As well as the overall refinement of the image and the elegant calligraphic lines of the robe and the shawl, there are several other elements worth exploring. The colour balance is exceptional: the green of the shawl is picked up again in the birds within the textiles; the pale blue of the hat is picked up again in the cloudbands and some of the rocks and flowers in the textile; the orange of the collar is picked up again in the knotted scarf tied round his hat and the second sash round his waist; the darker blue/lavender is used in the waistband, the undershirt, the lower flowers in the textile and the lining of the robe (which is visible at the lower corner where it is turned back); the red of the shoes is picked out in the tiny crests of the birds; and the paler gold is used in the majority of rocks in the textile, in the tray holding the cups and in the background landscape. Reza skilfully conveys a subtle sense of movement and spontaneity through the fact that the shawl is slipping off the youth’s right shoulder. A second such element comes in the lower corners of the robe, which have fluttered back revealing the lining, as if a gentle breeze is blowing from the left, a sense reinforced by the scudding cloudbands in the sky. Finally, the birds in the textile, two flying and two perched on the ground, are actively engaged with each other across the folds of garment and animatedly conversing.

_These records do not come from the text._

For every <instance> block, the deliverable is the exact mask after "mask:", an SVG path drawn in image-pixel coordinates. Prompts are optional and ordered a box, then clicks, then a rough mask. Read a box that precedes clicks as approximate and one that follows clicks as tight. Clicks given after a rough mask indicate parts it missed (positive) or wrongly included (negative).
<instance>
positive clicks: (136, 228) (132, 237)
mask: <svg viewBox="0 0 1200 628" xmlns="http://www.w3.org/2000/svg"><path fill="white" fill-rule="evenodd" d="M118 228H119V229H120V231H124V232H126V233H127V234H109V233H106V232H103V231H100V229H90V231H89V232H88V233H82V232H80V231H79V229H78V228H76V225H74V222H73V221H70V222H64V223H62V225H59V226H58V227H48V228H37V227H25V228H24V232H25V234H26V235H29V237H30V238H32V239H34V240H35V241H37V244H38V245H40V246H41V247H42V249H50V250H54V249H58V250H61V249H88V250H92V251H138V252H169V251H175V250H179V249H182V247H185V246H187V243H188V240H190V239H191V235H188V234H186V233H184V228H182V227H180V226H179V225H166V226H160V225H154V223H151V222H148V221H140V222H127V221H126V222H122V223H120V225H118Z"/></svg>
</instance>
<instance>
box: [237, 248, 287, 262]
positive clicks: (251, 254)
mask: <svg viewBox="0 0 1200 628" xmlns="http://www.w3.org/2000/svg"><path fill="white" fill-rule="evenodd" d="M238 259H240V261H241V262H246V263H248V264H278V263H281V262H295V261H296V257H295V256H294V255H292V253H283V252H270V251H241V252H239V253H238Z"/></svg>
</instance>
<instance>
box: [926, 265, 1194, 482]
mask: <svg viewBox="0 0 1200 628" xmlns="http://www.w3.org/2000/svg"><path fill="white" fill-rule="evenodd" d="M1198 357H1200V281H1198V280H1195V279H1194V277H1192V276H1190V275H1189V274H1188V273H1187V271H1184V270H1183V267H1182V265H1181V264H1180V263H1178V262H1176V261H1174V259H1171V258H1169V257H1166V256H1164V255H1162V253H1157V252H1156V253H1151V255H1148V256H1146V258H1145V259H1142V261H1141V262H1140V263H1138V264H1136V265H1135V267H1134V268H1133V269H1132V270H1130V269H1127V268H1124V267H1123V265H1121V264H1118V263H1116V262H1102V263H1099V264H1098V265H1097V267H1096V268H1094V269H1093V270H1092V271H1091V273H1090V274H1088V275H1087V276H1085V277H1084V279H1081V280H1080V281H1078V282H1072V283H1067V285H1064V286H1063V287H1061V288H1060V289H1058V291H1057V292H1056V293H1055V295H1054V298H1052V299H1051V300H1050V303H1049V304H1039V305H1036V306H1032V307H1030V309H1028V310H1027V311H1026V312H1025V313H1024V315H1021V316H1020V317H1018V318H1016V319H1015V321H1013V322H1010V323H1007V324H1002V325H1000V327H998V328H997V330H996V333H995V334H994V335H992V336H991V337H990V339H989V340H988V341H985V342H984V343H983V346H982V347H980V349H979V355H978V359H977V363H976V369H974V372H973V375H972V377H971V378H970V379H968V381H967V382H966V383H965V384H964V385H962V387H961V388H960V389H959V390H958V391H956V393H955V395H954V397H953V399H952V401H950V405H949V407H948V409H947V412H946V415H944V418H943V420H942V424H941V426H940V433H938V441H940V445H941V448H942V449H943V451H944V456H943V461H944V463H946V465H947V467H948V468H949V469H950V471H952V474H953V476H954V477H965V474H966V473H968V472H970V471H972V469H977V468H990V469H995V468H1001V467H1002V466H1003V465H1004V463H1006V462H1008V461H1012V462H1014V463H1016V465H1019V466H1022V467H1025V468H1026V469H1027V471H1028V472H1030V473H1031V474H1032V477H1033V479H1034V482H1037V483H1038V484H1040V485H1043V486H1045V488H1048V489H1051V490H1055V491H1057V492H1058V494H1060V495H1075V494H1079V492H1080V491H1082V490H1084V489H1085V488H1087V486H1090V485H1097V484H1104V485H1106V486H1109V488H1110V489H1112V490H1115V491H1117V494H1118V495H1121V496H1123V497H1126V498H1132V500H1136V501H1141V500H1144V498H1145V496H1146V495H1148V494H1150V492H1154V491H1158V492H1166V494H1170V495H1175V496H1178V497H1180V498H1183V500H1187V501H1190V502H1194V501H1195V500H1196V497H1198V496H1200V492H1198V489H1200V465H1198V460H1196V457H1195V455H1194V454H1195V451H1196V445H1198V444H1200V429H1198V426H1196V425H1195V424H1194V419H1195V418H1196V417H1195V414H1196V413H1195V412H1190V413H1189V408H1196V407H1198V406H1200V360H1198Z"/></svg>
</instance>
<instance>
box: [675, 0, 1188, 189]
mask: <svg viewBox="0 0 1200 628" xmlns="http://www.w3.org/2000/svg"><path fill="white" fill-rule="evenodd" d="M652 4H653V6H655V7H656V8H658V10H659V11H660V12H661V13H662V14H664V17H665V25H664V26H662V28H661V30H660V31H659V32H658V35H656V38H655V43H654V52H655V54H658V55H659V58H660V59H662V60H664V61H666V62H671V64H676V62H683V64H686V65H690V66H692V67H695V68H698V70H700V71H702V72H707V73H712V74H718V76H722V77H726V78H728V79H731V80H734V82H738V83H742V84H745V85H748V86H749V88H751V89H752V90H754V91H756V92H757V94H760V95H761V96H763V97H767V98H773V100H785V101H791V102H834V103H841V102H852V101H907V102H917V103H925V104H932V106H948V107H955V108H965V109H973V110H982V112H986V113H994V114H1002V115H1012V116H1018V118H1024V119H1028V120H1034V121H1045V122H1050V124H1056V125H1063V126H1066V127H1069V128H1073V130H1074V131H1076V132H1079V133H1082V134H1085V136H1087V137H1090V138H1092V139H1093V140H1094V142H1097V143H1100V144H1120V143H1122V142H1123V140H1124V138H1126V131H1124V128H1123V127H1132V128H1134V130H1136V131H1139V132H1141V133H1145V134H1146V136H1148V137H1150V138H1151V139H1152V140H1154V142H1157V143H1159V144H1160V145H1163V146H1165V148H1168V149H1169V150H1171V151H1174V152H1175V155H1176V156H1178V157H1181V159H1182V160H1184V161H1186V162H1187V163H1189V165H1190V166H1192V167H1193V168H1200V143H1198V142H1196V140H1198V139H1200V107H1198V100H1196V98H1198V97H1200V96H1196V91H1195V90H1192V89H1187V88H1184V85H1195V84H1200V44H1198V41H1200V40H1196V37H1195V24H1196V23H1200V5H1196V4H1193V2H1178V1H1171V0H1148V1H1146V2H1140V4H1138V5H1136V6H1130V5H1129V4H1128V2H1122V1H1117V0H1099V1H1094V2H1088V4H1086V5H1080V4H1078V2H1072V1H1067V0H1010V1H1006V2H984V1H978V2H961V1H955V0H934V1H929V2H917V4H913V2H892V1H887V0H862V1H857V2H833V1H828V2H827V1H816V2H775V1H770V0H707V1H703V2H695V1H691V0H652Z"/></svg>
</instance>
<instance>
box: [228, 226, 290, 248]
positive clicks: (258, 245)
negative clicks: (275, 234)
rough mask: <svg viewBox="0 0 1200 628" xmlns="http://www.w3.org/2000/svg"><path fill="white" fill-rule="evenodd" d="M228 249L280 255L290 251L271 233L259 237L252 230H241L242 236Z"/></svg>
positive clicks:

It is noticeable that the birds consist of two pairs. The inclusion of pairs of birds was a visual trope in Persian and Indian painting (and other traditions) often symbolising romance and fidelity. Canby stated that Reza’s works such as this may have been intended as visual analogies for Persian poems of yearning for the absent beloved, both earthly and divine (Canby 1998, p.76), and it is tempting here to see the pairs of birds as well as the absent person to whom the youth is offering the cup as being subtle symbols of this romantic ideal – the painful absence of union in the human contrasted with the natural union of the pairs of birds.

Reza painted other similar portraits in this period. One, in the Bibliothèque Nationale, Paris (MS. Suppl. Pers.1572, fol.8, see Richard 1997, p.205, no.150; Canby 1996, cat.117, p.198) is particularly close to the present example in pose, hat and garments, although the Paris figure is holding a bottle and cup across his body rather than a tray and cups, lacks the long shawl, and his robe is less ornate. Comparison of the present portrait with the Paris example shows how important the use of the lavish “inhabited” textile and the half-slipping shawl are in enlivening the present figure, which has a much greater sense of luxury and animation than the Paris version.